That was when he heard it.
“Please...”
Reynold’s voice caught in his throat as he turned to gape at his apartment. Heavy, warm morning sunlight cast a long beam through the window and slithered across the floor. A quiet, almost inaudible hum hung in the air. It collected at his bedroom door. It stirred and breathed and the pale brown wood color changed to black. He squinted at the blackness and understood the change. 
Houseflies blanketed his bedroom door. 
Clinging and buzzing and crawling and mating and spawning and infecting and infesting. 
***
Memory slipped as Reynold watched the door undulate and shimmer in the morning sunlight. He just cleaned his entire apartment. Hadn’t he? Nothing but darkness came back when he searched his memory. When was the last time he went into his bedroom? He had to have been in there this morning when he woke up but no memory of it accompanied his thoughts. He remembered going in there during the power outage last week. Yes, that’s right.
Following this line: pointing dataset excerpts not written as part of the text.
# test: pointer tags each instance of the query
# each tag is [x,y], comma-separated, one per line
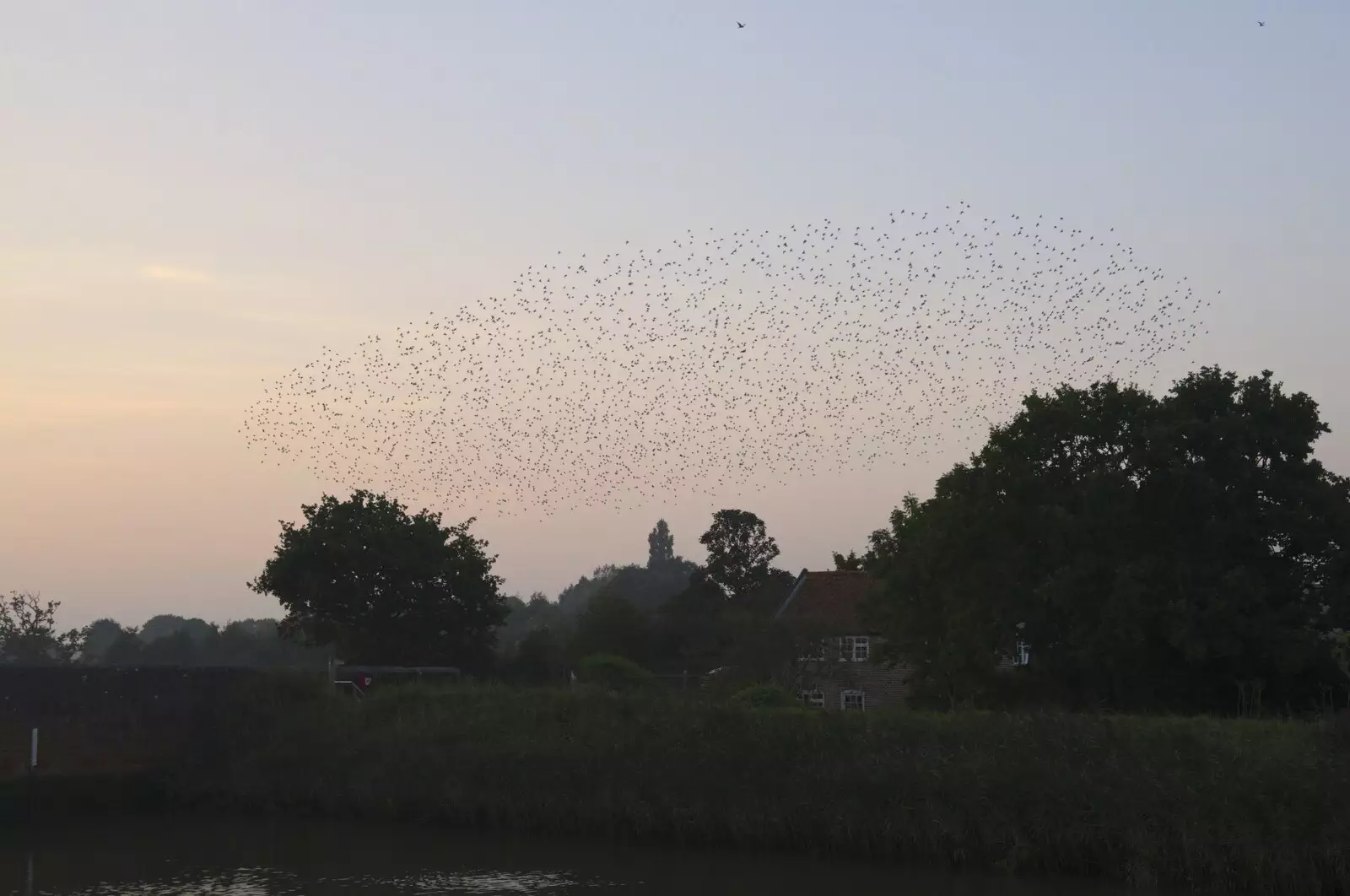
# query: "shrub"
[614,673]
[766,697]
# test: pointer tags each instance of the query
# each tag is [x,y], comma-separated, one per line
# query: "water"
[200,857]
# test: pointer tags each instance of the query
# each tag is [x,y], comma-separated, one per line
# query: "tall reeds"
[1235,803]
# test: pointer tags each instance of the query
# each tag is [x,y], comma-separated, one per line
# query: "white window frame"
[855,648]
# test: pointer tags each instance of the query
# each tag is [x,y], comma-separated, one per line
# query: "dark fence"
[107,720]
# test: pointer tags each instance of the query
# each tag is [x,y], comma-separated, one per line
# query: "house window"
[813,652]
[855,648]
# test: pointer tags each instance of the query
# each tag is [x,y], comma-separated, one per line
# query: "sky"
[195,198]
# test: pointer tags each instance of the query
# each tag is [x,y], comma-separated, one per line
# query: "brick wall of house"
[886,687]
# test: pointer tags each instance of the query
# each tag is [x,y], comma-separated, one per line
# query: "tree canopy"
[384,586]
[29,632]
[739,551]
[1163,552]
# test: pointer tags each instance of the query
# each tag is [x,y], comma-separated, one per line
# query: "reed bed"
[1239,805]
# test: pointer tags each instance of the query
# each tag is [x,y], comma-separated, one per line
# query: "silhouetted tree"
[661,547]
[384,586]
[848,564]
[739,551]
[100,636]
[29,632]
[1149,552]
[614,626]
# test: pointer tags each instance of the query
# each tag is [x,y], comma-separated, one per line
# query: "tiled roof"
[828,599]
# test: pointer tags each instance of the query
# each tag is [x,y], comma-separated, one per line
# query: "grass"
[1239,805]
He just finished preparing dinner, drizzling honey over his roasted chicken, when the lights roared and went out. A lightning storm cut the power to the entire building. He stumbled toward his bedroom, groping in the darkness for the fuse box in his closet. His eyes tried to adapt, but the curtain of night remained in place. He had to restore the power. Or else fear would unravel. 
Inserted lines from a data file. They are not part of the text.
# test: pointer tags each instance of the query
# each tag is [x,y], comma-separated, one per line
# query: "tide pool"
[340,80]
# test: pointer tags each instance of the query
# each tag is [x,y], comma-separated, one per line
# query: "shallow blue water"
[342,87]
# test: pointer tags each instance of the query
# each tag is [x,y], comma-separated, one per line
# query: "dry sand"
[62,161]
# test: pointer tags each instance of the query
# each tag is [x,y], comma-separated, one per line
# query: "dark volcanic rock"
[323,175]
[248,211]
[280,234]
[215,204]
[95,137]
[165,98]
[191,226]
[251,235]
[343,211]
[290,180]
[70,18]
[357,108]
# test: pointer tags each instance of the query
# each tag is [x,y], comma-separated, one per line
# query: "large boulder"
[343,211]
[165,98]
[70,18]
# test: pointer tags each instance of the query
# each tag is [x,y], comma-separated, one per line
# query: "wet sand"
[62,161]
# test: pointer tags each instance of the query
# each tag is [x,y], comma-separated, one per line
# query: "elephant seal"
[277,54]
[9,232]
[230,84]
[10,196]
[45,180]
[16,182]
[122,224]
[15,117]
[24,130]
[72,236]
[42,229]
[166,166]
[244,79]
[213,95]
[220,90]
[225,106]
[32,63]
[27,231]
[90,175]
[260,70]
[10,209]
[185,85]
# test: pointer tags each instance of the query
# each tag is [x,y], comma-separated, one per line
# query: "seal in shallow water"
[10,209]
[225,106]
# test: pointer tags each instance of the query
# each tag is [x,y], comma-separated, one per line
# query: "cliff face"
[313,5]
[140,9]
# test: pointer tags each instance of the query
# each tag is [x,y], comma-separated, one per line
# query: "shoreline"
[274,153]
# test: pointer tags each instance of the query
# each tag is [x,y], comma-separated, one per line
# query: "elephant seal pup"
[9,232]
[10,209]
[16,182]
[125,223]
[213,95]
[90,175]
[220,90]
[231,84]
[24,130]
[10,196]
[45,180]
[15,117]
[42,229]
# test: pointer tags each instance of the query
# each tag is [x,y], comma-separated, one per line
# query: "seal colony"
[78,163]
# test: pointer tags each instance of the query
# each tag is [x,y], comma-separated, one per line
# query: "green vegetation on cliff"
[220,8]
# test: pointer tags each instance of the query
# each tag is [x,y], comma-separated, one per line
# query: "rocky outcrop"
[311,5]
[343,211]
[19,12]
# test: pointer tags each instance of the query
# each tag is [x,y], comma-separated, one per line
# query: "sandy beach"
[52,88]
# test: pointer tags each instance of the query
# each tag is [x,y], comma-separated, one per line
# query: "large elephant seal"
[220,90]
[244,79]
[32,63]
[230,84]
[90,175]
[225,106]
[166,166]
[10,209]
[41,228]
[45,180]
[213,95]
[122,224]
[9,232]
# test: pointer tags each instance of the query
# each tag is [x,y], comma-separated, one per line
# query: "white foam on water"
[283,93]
The contents of his refrigerator would spoil. The cool, filtered, conditioned air would turn stuffy, hot, and contaminated. Worst of all, the landlord would violate his apartment in an attempt to correct the problem. The landlord only ever came when there was a problem. He brought with him the infection. The stench. Everything would be spoiled. In darkness, the sea of faces waited.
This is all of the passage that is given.